Electronic transport and atomic vibrational properties of semiconducting Mg Sn thin film

• Published in: Phase transitions Vol. 79; no. 9-10; pp. 839 - 852
• Main Authors: Sahoo, B., Adeagbo, W. A., Stromberg, F., Keune, W., Schuster, E., Peters, R., Entel, P., Lüttjohann, S., Gondorf, A., Sturhahn, W., Zhao, J., Toellner, T. S., Alp, E. E.
• Format: Journal Article
• Language: English
• Published: Taylor & Francis Group 01.09.2006
• Subjects: Ab-initio calculation; Hall effect; Infrared spectroscopy; Nuclear resonant inelastic X-ray scattering; Phonon density of states; Sn film; Sn Mössbauer spectroscopy
• ISSN: 0141-1594; 1029-0338
• DOI: 10.1080/01411590600961099

A polycrystalline Mg 2 Sn thin film has been prepared by thermal co-evaporation in ultrahigh vacuum of Mg and Sn onto a naturally oxidized Si(100) substrate at  −140°C. The structure of the sample was characterized by X-ray diffraction (XRD) and 119 Sn conversion electron Mössbauer spectroscopy (CEMS).

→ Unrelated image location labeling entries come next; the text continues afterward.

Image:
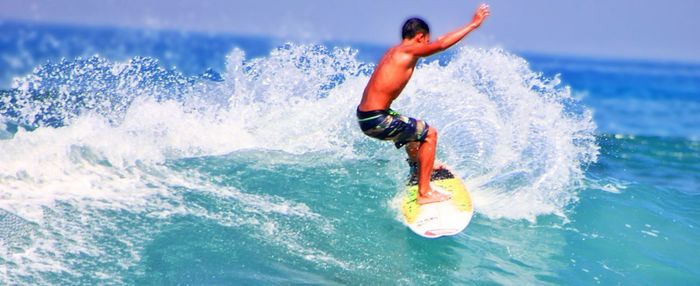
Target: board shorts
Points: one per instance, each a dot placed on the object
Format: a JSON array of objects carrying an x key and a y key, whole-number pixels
[{"x": 392, "y": 126}]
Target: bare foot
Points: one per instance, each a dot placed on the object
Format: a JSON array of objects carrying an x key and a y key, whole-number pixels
[{"x": 432, "y": 196}]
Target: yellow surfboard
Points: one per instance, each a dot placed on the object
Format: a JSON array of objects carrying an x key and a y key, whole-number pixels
[{"x": 445, "y": 218}]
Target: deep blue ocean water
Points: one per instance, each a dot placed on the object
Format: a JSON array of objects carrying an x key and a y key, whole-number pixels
[{"x": 171, "y": 158}]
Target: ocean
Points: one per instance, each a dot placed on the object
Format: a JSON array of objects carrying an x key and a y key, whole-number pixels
[{"x": 141, "y": 157}]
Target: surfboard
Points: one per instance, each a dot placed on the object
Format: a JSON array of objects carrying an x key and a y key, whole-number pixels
[{"x": 438, "y": 219}]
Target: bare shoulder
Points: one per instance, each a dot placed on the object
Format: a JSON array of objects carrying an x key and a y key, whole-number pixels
[{"x": 401, "y": 53}]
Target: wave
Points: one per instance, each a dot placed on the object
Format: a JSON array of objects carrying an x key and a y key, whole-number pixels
[{"x": 89, "y": 136}]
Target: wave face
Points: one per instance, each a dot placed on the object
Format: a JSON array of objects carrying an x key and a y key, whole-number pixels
[{"x": 103, "y": 160}]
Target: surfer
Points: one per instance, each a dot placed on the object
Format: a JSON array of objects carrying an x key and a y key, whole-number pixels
[{"x": 392, "y": 74}]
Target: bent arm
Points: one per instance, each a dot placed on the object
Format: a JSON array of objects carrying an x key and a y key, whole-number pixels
[{"x": 450, "y": 39}]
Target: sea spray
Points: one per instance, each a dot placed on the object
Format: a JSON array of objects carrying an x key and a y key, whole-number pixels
[{"x": 99, "y": 140}]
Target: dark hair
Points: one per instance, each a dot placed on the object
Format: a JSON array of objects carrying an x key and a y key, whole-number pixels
[{"x": 414, "y": 26}]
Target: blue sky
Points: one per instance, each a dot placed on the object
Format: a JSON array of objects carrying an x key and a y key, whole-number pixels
[{"x": 664, "y": 30}]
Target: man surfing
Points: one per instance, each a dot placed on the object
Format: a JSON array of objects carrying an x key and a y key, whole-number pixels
[{"x": 392, "y": 74}]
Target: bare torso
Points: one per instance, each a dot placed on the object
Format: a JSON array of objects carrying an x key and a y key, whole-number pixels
[{"x": 388, "y": 80}]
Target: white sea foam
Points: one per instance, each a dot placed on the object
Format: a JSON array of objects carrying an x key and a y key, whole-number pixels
[{"x": 509, "y": 132}]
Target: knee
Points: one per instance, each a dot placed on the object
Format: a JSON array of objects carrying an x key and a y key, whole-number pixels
[{"x": 432, "y": 134}]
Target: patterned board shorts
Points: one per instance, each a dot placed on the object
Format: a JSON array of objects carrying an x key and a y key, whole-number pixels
[{"x": 390, "y": 125}]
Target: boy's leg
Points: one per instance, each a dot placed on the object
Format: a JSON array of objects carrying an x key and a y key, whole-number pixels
[{"x": 426, "y": 159}]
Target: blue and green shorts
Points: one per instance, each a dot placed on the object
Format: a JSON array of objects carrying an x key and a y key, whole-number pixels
[{"x": 390, "y": 125}]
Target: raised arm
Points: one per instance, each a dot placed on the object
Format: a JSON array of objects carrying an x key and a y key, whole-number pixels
[{"x": 448, "y": 40}]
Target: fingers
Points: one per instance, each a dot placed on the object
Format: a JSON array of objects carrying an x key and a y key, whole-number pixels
[{"x": 484, "y": 9}]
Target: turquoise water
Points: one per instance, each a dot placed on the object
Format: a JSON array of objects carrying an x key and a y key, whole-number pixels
[{"x": 116, "y": 170}]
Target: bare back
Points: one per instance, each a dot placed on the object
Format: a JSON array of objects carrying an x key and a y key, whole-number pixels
[{"x": 388, "y": 80}]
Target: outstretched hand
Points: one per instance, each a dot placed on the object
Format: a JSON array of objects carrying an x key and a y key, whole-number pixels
[{"x": 480, "y": 15}]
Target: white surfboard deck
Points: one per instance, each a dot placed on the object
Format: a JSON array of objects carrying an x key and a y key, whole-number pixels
[{"x": 439, "y": 219}]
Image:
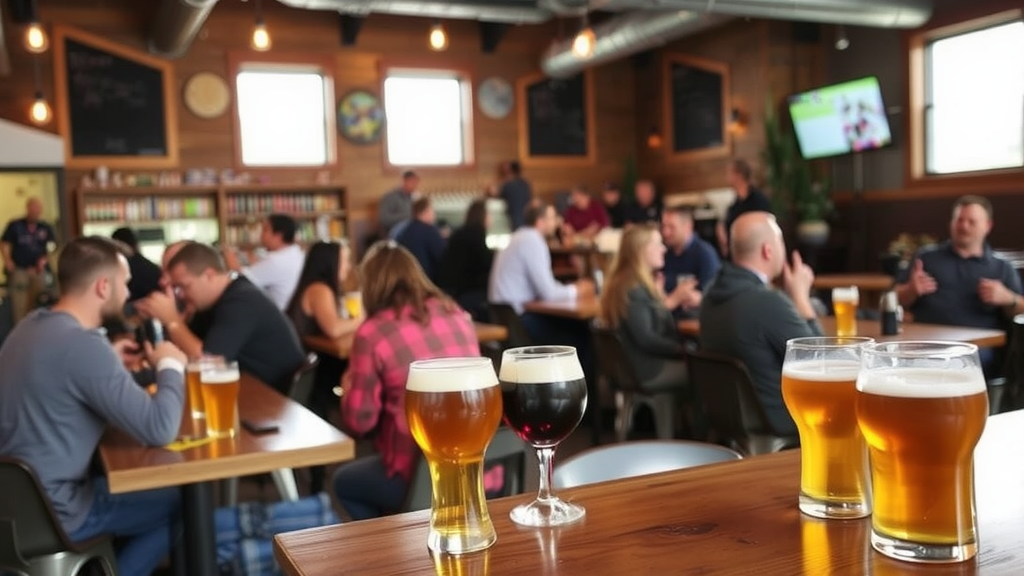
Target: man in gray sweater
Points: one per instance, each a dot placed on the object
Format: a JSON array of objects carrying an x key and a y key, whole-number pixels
[
  {"x": 743, "y": 317},
  {"x": 61, "y": 383}
]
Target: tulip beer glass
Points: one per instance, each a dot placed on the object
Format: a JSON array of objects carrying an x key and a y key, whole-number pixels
[
  {"x": 819, "y": 385},
  {"x": 545, "y": 395},
  {"x": 922, "y": 407},
  {"x": 454, "y": 407}
]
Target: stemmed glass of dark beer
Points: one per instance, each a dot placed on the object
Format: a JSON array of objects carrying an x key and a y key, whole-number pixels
[{"x": 544, "y": 395}]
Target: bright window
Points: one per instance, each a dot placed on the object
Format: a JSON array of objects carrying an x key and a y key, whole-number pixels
[
  {"x": 284, "y": 117},
  {"x": 974, "y": 100},
  {"x": 427, "y": 119}
]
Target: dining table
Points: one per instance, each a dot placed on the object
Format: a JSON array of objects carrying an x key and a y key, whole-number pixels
[
  {"x": 981, "y": 337},
  {"x": 737, "y": 518},
  {"x": 342, "y": 346},
  {"x": 302, "y": 440}
]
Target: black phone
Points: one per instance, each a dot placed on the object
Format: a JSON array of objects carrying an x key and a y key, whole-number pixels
[{"x": 266, "y": 426}]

The semiconducting property of the Mg 2 Sn thin film was confirmed by electrical resistance, magnetoresistance, Hall-effect and infrared spectroscopy measurements, and a value of ∼0.2 eV was found for the electronic gap energy. The 119 Sn-projected partial vibrational density of states (VDOS), g(E), has been measured by nuclear resonant inelastic X-ray scattering (NRIXS) of 23.878 keV synchrotron radiation. Together with g(E), other thermodynamic quantities such as the probability of recoilless absorption (f-factor), the average kinetic energy per Sn atom, the average force constant, and the vibrational entropy per Sn atom are obtained. The partial VDOS of both elements (Mg and Sn) has been calculated theoretically and reasonable agreement with the measured 119 Sn-projected VDOS is observed. g(E) is characterized by a phonon energy gap ranging from ∼17 to ∼21 meV.